FERGUSON, Mo. — A nonprofit organization in Missouri says it’ll use lessons learned from protests that followed the fatal police shooting of Michael Brown in Ferguson to help parents address the challenges of trauma.

Parents as Teachers of Missouri is part of a national effort working with parents to promote school readiness and healthy development for children, the St. Louis Post-Dispatch reported.

It has scheduled a forum Monday in Ferguson as part of the program’s national conference.

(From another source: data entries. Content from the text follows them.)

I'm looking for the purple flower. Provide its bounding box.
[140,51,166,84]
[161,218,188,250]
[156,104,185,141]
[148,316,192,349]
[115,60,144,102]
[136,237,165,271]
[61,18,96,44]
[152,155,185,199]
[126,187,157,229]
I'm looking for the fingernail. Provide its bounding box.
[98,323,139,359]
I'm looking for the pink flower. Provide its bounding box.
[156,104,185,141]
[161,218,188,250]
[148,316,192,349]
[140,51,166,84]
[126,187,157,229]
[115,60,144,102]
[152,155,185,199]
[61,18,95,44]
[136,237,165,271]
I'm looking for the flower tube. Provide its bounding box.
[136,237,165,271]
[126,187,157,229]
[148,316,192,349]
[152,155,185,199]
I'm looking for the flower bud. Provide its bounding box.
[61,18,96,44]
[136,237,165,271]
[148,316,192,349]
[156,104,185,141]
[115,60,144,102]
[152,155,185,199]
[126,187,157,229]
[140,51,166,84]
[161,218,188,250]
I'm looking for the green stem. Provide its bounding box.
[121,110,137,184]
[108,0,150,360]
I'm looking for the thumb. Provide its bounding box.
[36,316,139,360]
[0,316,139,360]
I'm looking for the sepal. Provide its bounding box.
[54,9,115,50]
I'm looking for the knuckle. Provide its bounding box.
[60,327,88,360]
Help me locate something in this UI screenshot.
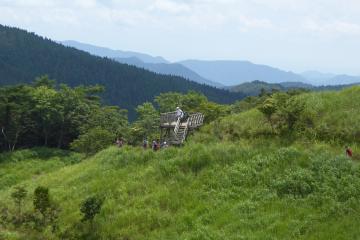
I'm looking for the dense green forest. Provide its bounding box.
[0,76,230,152]
[0,25,244,119]
[0,82,360,240]
[228,80,359,96]
[0,23,360,240]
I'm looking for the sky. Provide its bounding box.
[0,0,360,75]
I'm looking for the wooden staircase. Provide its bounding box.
[160,112,204,145]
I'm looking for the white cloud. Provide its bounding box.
[149,0,191,14]
[0,0,360,71]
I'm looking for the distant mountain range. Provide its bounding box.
[301,71,360,86]
[61,41,223,88]
[60,40,168,63]
[0,25,245,119]
[61,41,360,88]
[180,60,306,86]
[231,80,358,96]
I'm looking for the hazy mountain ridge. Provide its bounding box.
[0,25,244,119]
[115,57,223,88]
[60,40,168,63]
[179,60,306,86]
[231,80,360,96]
[301,71,360,86]
[61,40,222,87]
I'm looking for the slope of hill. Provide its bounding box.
[227,80,359,96]
[115,57,223,88]
[0,87,360,240]
[0,142,360,240]
[229,80,287,96]
[0,25,243,119]
[60,40,168,63]
[301,71,360,86]
[61,41,222,87]
[201,86,360,145]
[179,60,306,86]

The organization, according to its website, helps professionals “work with parents during the critical early years of their children’s lives, from conception to kindergarten” by scheduling home visits and developing relationship-based curriculum for each family. After lawmakers cut spending for Parents as Teachers and redirected the nonprofit to use the rest of its funds to reach more vulnerable families, the organization decided to look at how it engages people of color and find better ways to partner with parents dealing with stress from poverty, neighborhood violence and inequity.

The August 2014 shooting death of Brown, a black and unarmed 18-year-old, led to months of protests in the St. Louis suburb that grew violent at times and was a catalyst for the national Black Lives Matter movement. Darren Wilson, the white Ferguson officer who shot Brown during a confrontation, was not charged and later resigned.

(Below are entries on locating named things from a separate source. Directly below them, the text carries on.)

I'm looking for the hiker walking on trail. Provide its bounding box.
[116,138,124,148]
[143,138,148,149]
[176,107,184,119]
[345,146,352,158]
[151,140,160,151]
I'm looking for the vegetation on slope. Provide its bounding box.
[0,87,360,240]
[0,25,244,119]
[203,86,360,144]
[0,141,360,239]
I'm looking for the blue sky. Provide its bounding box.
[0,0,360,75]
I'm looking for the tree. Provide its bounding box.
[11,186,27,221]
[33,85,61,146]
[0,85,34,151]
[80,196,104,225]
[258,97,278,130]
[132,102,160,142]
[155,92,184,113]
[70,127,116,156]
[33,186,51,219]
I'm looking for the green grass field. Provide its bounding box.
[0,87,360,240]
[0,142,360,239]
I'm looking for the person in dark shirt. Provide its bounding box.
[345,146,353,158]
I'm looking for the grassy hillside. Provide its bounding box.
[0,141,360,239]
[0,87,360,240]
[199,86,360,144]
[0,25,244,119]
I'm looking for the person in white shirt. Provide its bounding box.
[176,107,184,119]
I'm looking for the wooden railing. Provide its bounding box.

Parents as Teachers educator Angela Gardner said parents are trying to learn how to talk to their young children about the different issues surrounding the protests, including racism, policing and trauma from looting and tear gas.

“There were also safety concerns,” Gardner said. “Parents were afraid to let their kids walk to the bus stop by themselves.”

Gardner, an African-American, said she also experienced stress since her sons joined the protests.

She added that in the past year, parent educators of the Normandy school district in St. Louis County have been mapping houses on Google to create safety plans for high-crime neighborhoods. Gardner also stays informed about crime in other neighborhoods so she can recognize other parents’ stresses during Parents as Teachers visits.

Chief operating officer of the nonprofit, Cheryle Dyle-Palmer, said it’s important for the organization to lead the nation on dealing with trauma because extreme stress in the household can severely hamper child development. A previous Post-Dispatch report included research saying that childhood trauma can lead to outcomes like depression, heart and kidney disease and other chronic illnesses.

The forum’s participants will get a bus tour of Ferguson and St. Louis to understand the region’s tension and challenges regarding inequity.

Ivette Morales, a program supervisor from Los Angeles’ El Nido Family Centers, said she wanted to learn better ways to empower parents to create positive change in their own neighborhoods.

“We can so relate to Ferguson,” she said, recalling the 1965 Watts Riots and the 1992 rioting in Los Angeles that followed the acquittal of four white officers in the beating of black motorist Rodney King. “We’re trying to get these families to come out to the bigger community and really take back their community.”